Emp_Ern_No is the primary key.
I need to get the amount for each emp_no for each earn_no where the emp_earn_no is the maximum.
The output should be as follows.
0004321 ERN001 2345 11
0004321 ERN002 345 10
0004321 ERN003 345 9
000507 ER-01 563 4
000732 ERN001 2345 12
000732 ERN002 9 13
000732 ERN003 678 8
Please help me with the query
You can aggregate by the fields you need and, at the same time, order by the EMP_EARN_NO value; this can be a solution, by analytic functions:
WITH TEST(emp_no, earn_no, amount, emp_earn_no) AS
(
SELECT '0004321' , 'ERN001' ,2345 ,11 FROM DUAL UNION ALL
SELECT '0004321' , 'ERN002' ,345 , 10 FROM DUAL UNION ALL
SELECT '0004321' , 'ERN003' ,345 ,9 FROM DUAL UNION ALL
SELECT '000507' , 'ER-01' ,56 ,1 FROM DUAL UNION ALL
SELECT '000507' , 'ER-01' ,563 , 2 FROM DUAL UNION ALL
SELECT '000507' , 'ER-01' ,563 ,3 FROM DUAL UNION ALL
SELECT '000507' , 'ER-01' ,563 ,4 FROM DUAL UNION ALL
SELECT '00732' , 'ERN001' ,123 ,7 FROM DUAL UNION ALL
SELECT '00732' , 'ERN001' ,2345 ,12 FROM DUAL UNION ALL
SELECT '00732' , 'ERN002' ,9 ,13 FROM DUAL UNION ALL
SELECT '00732' , 'ERN003' ,67 ,5 FROM DUAL UNION ALL
SELECT '00732' , 'ERN003' ,456 ,6 FROM DUAL UNION ALL
SELECT '00732' , 'ERN003' ,678 ,8 FROM DUAL
)
SELECT emp_no, earn_no, amount, emp_earn_no
FROM (
SELECT emp_no,
earn_no,
amount,
emp_earn_no, ROW_NUMBER() OVER ( PARTITION BY EMP_NO, EARN_NO ORDER BY emp_earn_no DESC) AS ROW_NUM
FROM TEST
)
WHERE ROW_NUM = 1
Give this a shot,
SELECT EMP_NO, SUM(AMOUNT)
FROM EMP_EARN_DETAILS
GROUP BY EMP_NO
HAVING EMP_EARN_NO = MAX(EMP_EARN_NO)
Try this query:
select emp_no, earn_no,
sum(amount) keep (dense_rank last order by emp_earn_no) as sum_amount
from emp_earn_details
group by emp_no, earn_no
First by following query , your conditions achieved :
select t.emp_no a ,t.earn_no b ,max(t.amount) c
from EMP_EARN_DETAILS t
group by t.emp_no,t.earn_no
order by t.emp_no
Only things that you must specify , in a same record with different EMP_EARN_NO. You have to specify in same record which must be in result.

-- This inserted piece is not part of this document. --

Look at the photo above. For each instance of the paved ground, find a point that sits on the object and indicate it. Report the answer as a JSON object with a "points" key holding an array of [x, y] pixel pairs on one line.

So if you want maximum EMP_EARN_NO be in result you can use following query as final query (exactly your target in question):
select t.emp_no a ,t.earn_no b ,max(t.amount) c, max(t.emp_earn_no) emp_earn_no
from EMP_EARN_DETAILS t
group by t.emp_no,t.earn_no
order by t.emp_no
If you want minimum or others EMP_EARN_NO be in result you can above query replace max function by your conditions.